Fani Draculi zjechali się w Karpaty, gdzie przy okazji Halloween organizowana jest specjalna impreza. Będzie można obejrzeć m.in. średniowieczny proces czarownic oraz wziąć udział w wyborach Miss Transylwanii. Niech przyjeżdżają, ale niech mają świadomość, że wrażenia mogą okazać się zabójcze - półżartem zapowiadał Nicolae Paduraru, przewodniczący Transylwańskiego Stowarzyszenia Draculi.

Halloween jest świętem obchodzonym głównie w Stanach Zjednoczonych, ale dotarło także i do Europy, gdzie stało się nowym zwyczajem.
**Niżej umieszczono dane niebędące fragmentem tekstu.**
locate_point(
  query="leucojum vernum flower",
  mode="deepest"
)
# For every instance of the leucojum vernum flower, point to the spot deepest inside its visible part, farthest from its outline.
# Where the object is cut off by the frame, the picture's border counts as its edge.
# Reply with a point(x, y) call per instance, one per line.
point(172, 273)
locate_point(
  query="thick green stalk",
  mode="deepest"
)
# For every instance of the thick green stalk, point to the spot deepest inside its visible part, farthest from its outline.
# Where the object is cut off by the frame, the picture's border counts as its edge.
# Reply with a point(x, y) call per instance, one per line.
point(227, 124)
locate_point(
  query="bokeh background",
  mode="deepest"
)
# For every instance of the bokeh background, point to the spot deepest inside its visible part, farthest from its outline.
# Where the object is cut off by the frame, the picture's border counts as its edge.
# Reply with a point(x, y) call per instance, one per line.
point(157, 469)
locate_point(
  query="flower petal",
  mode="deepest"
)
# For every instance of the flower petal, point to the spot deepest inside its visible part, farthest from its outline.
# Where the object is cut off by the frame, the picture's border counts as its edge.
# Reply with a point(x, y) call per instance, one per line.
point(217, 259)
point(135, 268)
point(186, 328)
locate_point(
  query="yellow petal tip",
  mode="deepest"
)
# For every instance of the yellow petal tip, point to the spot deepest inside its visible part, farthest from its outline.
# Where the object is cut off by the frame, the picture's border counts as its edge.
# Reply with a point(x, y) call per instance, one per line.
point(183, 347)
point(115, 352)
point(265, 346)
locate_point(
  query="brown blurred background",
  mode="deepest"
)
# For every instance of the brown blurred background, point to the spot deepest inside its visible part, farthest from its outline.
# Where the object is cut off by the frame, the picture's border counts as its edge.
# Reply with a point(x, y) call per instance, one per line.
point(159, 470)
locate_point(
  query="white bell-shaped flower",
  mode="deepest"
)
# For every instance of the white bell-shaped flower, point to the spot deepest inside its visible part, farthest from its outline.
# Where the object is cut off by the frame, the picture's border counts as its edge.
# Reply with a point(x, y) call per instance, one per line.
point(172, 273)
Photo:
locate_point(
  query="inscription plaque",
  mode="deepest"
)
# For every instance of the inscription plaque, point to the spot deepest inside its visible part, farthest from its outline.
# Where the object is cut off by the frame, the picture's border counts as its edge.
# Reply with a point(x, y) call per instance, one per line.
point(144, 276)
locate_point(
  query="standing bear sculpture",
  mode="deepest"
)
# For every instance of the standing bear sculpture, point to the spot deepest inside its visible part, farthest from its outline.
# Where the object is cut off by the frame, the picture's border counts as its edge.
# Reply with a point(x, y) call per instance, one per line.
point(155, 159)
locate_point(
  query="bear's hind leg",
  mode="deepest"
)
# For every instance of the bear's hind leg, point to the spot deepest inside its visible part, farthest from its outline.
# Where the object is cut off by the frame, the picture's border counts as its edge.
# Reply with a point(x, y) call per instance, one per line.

W noc z 31 października na 1 listopada ulicami miast chodzą barwne tłumy przebierańców. Dominują „krwawe” stroje: duchy, wampiry, czarownice i inne straszydła.

Święto wywodzi się z tradycji celtyckiej. W Stanach Zjednoczonych stary zwyczaj przekształcono w potężne przedsięwzięcie komercyjne.

Jeszcze 20 lat temu Halloween był praktycznie nieznany we Francji. Dzisiaj sondaże wskazują, że będzie go obchodzić 30 proc. Francuzów. Włosi natomiast wydadzą 200 mln euro, by przebrać się za czarownice, trupy czy monstra pijące krew. W Holandii Halloween jest prawie równie ważny jak obchodzony 11 listopada Dzień św. Marcina. Zwyczaj ten występuje również w państwach Europy Wschodniej, m.in. w Rumunii.

Zobacz również:

Dochody, jakie osiągną sprzedawcy w Europie, będą jednak daleko mniejsze niż 3 mld dolarów w Stanach Zjednoczonych.

Niezbyt przychylnie nastawieni do obchodów święta Halloween są katolicy i prawosławni. W Kościele katolickim 1 listopada obchodzi się Wszystkich Świętych. Np. w Paryżu odbyły się wczoraj protesty przeciw naigrywaniu się z tej uroczystości. Zdaniem demonstrantów Halloween to wychwalanie kultury śmierci i ciemności.

W tradycji celtyckiej noc z 31 października na 1 listopada, zwana także małą śmiercią, oznaczała początek zimy. Wierzono, że w tę noc duchy zmarłych wracają na ziemię. Aby odegnać te złe, wkładano maski odstraszające, aby przyciągnąć dobre - składano ofiary ze zwierząt i plonów.